Rodrigo Amarante singt auf Portugiesisch und Englisch. Eine dritte Sprache, Französisch, hat er ausgewählt, um das dem Exil geschuldete Fremdsein zu thematisieren: „Ich bin der Fremde / Das kann man sehen / Ich spreche nicht / So ganz wie du“, singt er in „Mon Nom“ (Mein Name). Er klingt dabei ein wenig wie ein Kind, verwundert, aber vergnügt zugleich. Doch diese Leichtigkeit trügt: Schon bald führen das Fremdsein und die „Saudade“ – die Sehnsucht nach seinem Zuhause – zum eigentlichen Thema des Albums.

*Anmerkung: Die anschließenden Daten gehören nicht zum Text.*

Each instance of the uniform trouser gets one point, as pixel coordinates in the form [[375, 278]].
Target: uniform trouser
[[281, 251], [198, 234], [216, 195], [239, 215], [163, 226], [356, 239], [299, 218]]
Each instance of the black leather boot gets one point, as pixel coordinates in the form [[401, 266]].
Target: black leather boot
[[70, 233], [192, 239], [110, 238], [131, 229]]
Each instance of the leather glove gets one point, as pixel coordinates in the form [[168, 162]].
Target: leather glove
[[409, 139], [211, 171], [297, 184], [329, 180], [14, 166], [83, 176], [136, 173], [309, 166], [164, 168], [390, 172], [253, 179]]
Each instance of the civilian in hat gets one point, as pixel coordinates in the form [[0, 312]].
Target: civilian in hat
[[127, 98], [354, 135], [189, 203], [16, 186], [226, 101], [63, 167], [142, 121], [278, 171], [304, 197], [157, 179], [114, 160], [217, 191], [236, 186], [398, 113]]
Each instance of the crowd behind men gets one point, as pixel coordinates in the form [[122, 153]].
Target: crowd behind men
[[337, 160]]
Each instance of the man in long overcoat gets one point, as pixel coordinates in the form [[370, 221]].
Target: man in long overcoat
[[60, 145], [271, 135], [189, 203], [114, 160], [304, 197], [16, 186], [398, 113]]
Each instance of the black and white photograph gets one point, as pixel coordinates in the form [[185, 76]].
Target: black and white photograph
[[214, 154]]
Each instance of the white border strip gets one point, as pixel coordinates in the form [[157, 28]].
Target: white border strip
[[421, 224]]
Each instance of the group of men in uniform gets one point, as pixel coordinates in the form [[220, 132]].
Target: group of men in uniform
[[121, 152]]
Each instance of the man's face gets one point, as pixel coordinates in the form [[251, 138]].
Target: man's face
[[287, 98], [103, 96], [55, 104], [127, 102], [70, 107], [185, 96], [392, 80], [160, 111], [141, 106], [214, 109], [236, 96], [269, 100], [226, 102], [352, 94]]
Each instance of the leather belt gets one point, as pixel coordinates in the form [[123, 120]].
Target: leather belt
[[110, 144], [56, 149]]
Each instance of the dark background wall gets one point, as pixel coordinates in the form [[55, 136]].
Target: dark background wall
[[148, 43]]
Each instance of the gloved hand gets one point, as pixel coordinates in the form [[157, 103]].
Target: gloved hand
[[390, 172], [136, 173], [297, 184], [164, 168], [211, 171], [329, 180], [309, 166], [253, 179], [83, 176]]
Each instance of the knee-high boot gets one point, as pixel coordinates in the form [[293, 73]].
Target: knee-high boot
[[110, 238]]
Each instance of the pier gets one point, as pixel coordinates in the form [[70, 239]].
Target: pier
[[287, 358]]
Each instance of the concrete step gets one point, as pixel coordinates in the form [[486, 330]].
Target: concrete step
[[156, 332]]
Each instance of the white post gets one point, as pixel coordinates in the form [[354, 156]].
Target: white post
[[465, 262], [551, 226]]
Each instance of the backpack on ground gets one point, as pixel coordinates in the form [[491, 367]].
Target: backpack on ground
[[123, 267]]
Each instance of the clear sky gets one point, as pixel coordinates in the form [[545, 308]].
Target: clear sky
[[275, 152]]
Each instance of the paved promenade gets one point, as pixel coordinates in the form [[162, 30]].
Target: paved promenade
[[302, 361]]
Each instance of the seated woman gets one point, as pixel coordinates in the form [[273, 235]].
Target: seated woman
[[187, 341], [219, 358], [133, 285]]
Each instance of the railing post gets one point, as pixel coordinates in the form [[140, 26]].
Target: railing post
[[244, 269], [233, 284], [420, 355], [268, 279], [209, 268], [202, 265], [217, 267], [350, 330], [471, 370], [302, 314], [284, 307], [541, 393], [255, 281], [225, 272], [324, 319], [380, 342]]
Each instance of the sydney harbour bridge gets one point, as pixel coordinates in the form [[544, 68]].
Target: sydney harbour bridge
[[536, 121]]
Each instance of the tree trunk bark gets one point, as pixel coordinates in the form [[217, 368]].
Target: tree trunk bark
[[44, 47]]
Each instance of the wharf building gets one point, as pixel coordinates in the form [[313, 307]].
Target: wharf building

Von der Gitarre und einem rhythmischen, kaum wahrnehmbaren Kratzen untermalt, knüpft beispielsweise das Lied „Irene“ an den gleichnamigen Song des brasilianischen Sängers und linken Aktivisten Caetano Veloso an. 1969 besang der vor der brasilianischen Militärdiktatur nach England geflüchtete Veloso darin das Lächeln seiner Schwester Irene.

Einfach unvergesslich

Amarante hingegen besingt das Gesicht einer ungenannten, geliebten Frau, die er nicht vergessen kann. Die Exil-Beweggründe beider Stars könnten dabei kaum unterschiedlicher sein: Veloso drohte in Brasilien der sichere Tod, Amarante – wenn man so will – eine kleine Midlife-Crisis. Ganz so ernst muss man den jungen Mann mit unverkennbarem Hipster-Look samt Bart und Karohemd in Kalifornien aber auch nicht nehmen.

Vor allem bestechen seine melancholischen Songs durch ihre unaufgeregte Schlichtheit – und eine radikale Langsamkeit. „Tardei, tardei, tardei / Mas cheguei, enfim“, verabschiedet er sich im letzten Track: Obgleich es gedauert hat, sei er nun angekommen.

Aus dem Video des eingangs erwähnten Samba „Maná“ bleiben vor allem die älteren Herren in Erinnerung, wie sie sich mit zerknitterten Pappkrönchen, rutschenden BHs und ausgelassenem Hüftschwung gegenseitig veräppeln. Über sie schreibt Amarante: „Sie sind der Beweis, dass trotz unserer Annahme, wir seien im 21. Jahrhundert ungewohnt frei und modern, unsere Großeltern – oder zumindest meine – weniger spießig waren als wir.“

Amarante kann dankbar sein: Von ihrer charmanten Unverfrorenheit hat er ein wenig geerbt.